A computer code JASMINE-pre was developed for the prediction of premixing conditions of fuel–coolant interactions and debris bed formation behavior relevant to severe accidents of light water reactors. In JASMINE-pre code, a melt model which consists of three components of sub-models for melt jet, melt particles and melt pool, is coupled with a two-phase flow model derived from ACE-3D code developed at JAERI. The melt jet and melt pool models are one-dimensional representations of a molten core stream falling into a water pool and a continuous melt body agglomerated on the bottom, respectively. The melt particles generated by the melt jet break-up are modeled based on a Lagrangian grouped particle concept. Additionally, a simplified model pmjet was developed which considers only steady state break-up of the melt jet, cooling and settlement of particles in a stationary water pool.
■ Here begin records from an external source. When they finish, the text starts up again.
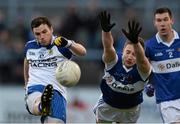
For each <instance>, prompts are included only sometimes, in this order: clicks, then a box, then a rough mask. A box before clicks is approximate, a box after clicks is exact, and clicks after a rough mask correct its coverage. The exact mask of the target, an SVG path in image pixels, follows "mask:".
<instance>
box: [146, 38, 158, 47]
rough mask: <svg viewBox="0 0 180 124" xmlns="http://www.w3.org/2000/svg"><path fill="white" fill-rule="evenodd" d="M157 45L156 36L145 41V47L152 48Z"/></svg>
mask: <svg viewBox="0 0 180 124" xmlns="http://www.w3.org/2000/svg"><path fill="white" fill-rule="evenodd" d="M156 44H157V39H156V36H153V37H151V38H150V39H148V40H146V41H145V45H146V46H154V45H156Z"/></svg>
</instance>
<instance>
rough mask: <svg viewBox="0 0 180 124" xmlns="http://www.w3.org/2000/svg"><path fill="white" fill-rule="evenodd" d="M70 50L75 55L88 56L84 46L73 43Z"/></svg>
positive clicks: (71, 45) (70, 47)
mask: <svg viewBox="0 0 180 124" xmlns="http://www.w3.org/2000/svg"><path fill="white" fill-rule="evenodd" d="M69 49H70V50H71V52H73V53H74V54H75V55H78V56H84V55H86V48H85V47H84V46H83V45H81V44H79V43H75V42H73V43H72V45H71V46H70V47H69Z"/></svg>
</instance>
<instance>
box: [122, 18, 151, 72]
mask: <svg viewBox="0 0 180 124" xmlns="http://www.w3.org/2000/svg"><path fill="white" fill-rule="evenodd" d="M128 29H129V32H126V31H125V30H124V29H122V32H123V33H124V34H125V36H126V37H127V38H128V39H129V40H130V42H132V44H133V47H134V51H135V56H136V64H137V67H138V70H139V71H140V73H142V74H145V75H150V72H151V68H150V67H151V66H150V63H149V61H148V59H147V57H146V56H145V52H144V48H143V46H142V44H144V41H143V39H142V38H140V37H139V34H140V32H141V30H142V28H141V27H140V25H139V23H138V22H136V21H135V20H133V21H132V22H131V21H129V22H128Z"/></svg>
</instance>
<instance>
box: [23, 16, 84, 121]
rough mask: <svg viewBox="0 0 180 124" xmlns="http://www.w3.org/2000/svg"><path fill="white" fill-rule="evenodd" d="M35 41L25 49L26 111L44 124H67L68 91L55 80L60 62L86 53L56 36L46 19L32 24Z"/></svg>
mask: <svg viewBox="0 0 180 124" xmlns="http://www.w3.org/2000/svg"><path fill="white" fill-rule="evenodd" d="M31 29H32V32H33V34H34V36H35V39H34V40H31V41H28V42H27V44H26V46H25V59H24V79H25V89H26V104H27V110H28V111H29V112H30V113H31V114H33V115H40V116H42V117H41V121H42V123H66V89H65V87H63V86H62V85H61V84H60V83H58V81H57V80H56V78H55V69H56V67H57V63H58V62H60V61H65V60H69V59H71V58H72V56H73V55H77V56H84V55H85V54H86V49H85V48H84V47H83V46H82V45H81V44H79V43H76V42H75V41H73V40H69V39H66V38H64V37H62V36H59V37H57V36H54V35H53V27H52V24H51V23H50V21H49V20H48V19H47V18H46V17H37V18H35V19H33V20H32V22H31Z"/></svg>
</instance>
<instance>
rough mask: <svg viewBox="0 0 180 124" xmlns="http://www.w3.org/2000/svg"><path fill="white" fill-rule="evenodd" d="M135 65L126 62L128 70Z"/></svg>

The FARO corium quenching experiments with a saturation temperature water pool and a subcooled water pool were simulated with JASMINE-pre and pmjet. JASMINE-pre reproduced the pressurization and fragmentation behavior observed in the experiments with a reasonable accuracy. Also, the influences of model parameters on the pressurization and fragmentation were examined. The calculation results showed a quasi-steady state phase of melt jet break-up during which the amount of molten mass contained in the premixture was kept almost constant, and the steady state molten premixed masses evaluated by JASMINE-pre and pmjet agreed well.